OneFootball
Selina Eckstein·11. Januar 2026
In partnership with
Yahoo sportsOneFootball
Selina Eckstein·11. Januar 2026
"Er bekommt definitiv keinen Vertrag." Ein Schlag ins Gesicht des Spielers, denn diese Aussage lässt keinen Spielraum. Trainer Unai Emery war es, der im Rahmen der Pressekonferenz vor dem EL-Spiel gegen Basel im Dezember deutlich wurde.
Sein Adressat: Harvey Elliott. Der Leihspieler kam im Sommer vom Liverpool FC. Damals war die Ausgangslage eindeutig, es wurde ein Leih-Vertrag mit Kaufpflicht vereinbart. Schon zehn Pflichtspiele würden reichen, damit die Klausel greife, berichtet 'The Athletic'. Bisher kommt er insgesamt auf 174 Minuten verteilt auf sieben Spiele.
Doch nun hat Aston Villa gar kein Interesse mehr daran, Elliott zu kaufen.

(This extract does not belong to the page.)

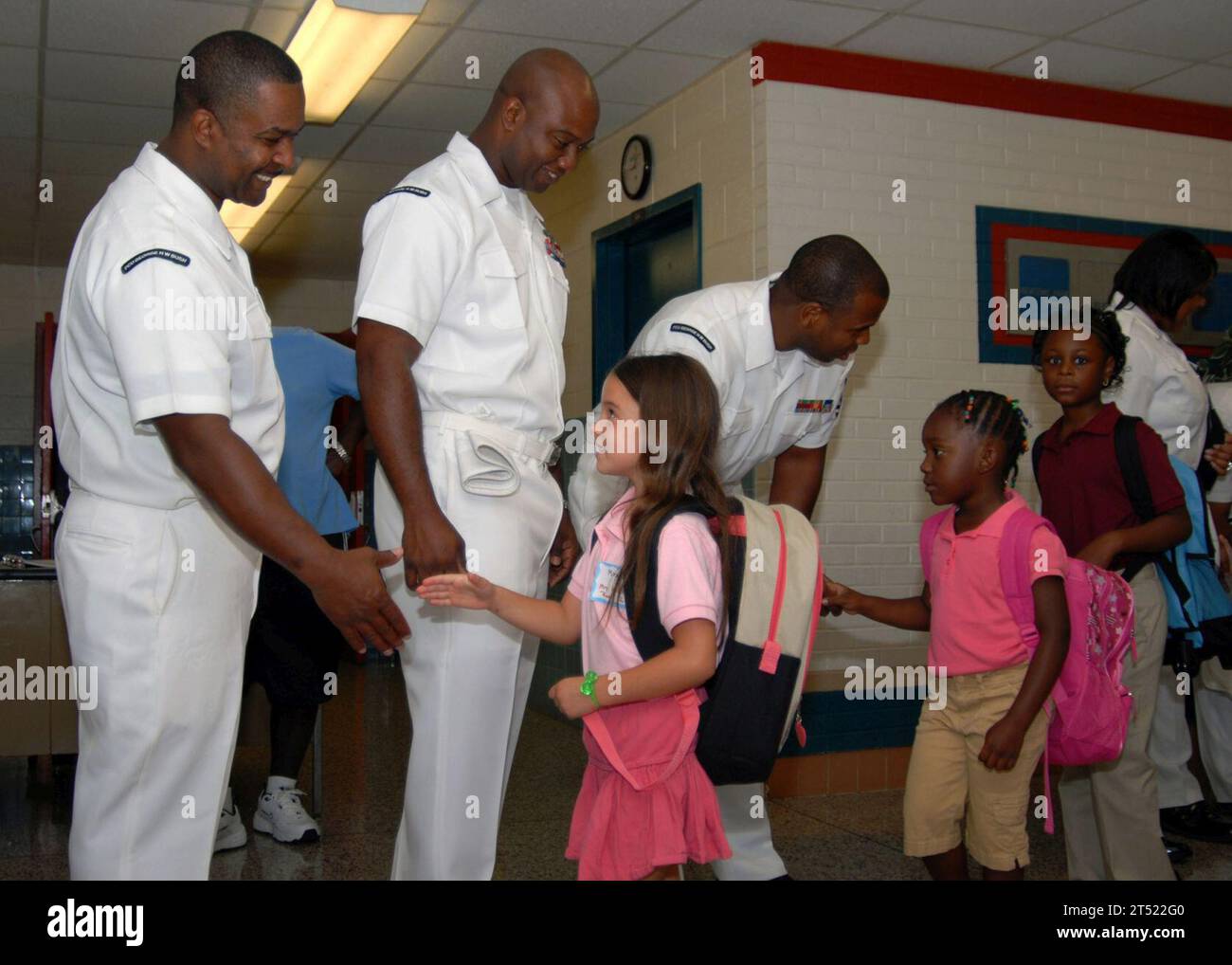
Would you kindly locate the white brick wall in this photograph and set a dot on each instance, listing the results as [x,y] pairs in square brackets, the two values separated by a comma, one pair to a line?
[829,160]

Nach seinen deutlichen Worten im Dezember legte Emery im Januar noch einmal nach. "Wir haben vor zwei Monaten entschieden, dass wir nicht davon überzeugt sind, ihn zu verpflichten und das dafür nötige Geld auszugeben", wird er von 'BBC' Sport zitiert. Die Ablösesumme soll bei rund 40 Millionen Euro liegen.

Schon seit Mitte Oktober wurde der U21-Nationalspieler kein einziges Mal mehr für den Kader nominiert. Trotzdem würde er sich vorbildlich verhalten, jeden Tag trainieren und sei eine Hilfe bei den Trainingseinheiten, erklärte der spanische Trainer. "Das ist weder gut für ihn noch gut für uns, aber so ist Fußball, und manchmal müssen wir Entscheidungen treffen, die nicht für alle gut sind", fügte Emery an.

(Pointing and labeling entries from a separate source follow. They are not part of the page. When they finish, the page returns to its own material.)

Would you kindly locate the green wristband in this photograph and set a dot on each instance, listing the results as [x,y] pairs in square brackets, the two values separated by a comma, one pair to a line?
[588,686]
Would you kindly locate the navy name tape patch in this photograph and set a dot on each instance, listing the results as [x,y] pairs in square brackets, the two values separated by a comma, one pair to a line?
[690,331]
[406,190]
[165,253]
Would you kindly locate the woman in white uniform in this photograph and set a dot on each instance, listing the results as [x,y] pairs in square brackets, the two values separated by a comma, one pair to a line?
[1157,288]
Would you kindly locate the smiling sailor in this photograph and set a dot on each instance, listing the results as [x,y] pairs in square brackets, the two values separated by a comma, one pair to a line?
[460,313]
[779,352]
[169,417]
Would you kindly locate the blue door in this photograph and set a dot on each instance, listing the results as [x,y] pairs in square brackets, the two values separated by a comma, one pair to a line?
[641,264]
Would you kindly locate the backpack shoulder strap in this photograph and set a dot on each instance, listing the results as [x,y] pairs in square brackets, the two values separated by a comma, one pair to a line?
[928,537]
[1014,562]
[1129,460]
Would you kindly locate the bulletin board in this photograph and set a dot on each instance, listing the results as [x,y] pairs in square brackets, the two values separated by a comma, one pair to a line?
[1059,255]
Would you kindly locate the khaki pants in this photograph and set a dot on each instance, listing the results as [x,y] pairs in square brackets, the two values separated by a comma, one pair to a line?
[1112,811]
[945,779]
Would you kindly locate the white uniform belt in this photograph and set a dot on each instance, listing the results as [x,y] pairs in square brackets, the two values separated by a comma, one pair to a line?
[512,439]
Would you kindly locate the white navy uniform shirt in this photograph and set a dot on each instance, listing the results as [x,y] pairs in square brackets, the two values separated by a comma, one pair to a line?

Spätestens damit erhärten sich die Vermutungen, die von den englischen Medien schon länger geäußert wurden. Der Villa-Coach soll Elliott gar nicht gewollt haben. Er hätte im Sommer offenbar lieber West Ham Uniteds Lucas Paqueta für das Mittelfeld verpflichten wollen. Sportchef Monchi habe den Elliott favorisiert und dessen Leihe durchgedrückt. Seit September ist der Boss allerdings weg und der Spieler bleibt in einer ziemlich bescheidenen Situation zurück.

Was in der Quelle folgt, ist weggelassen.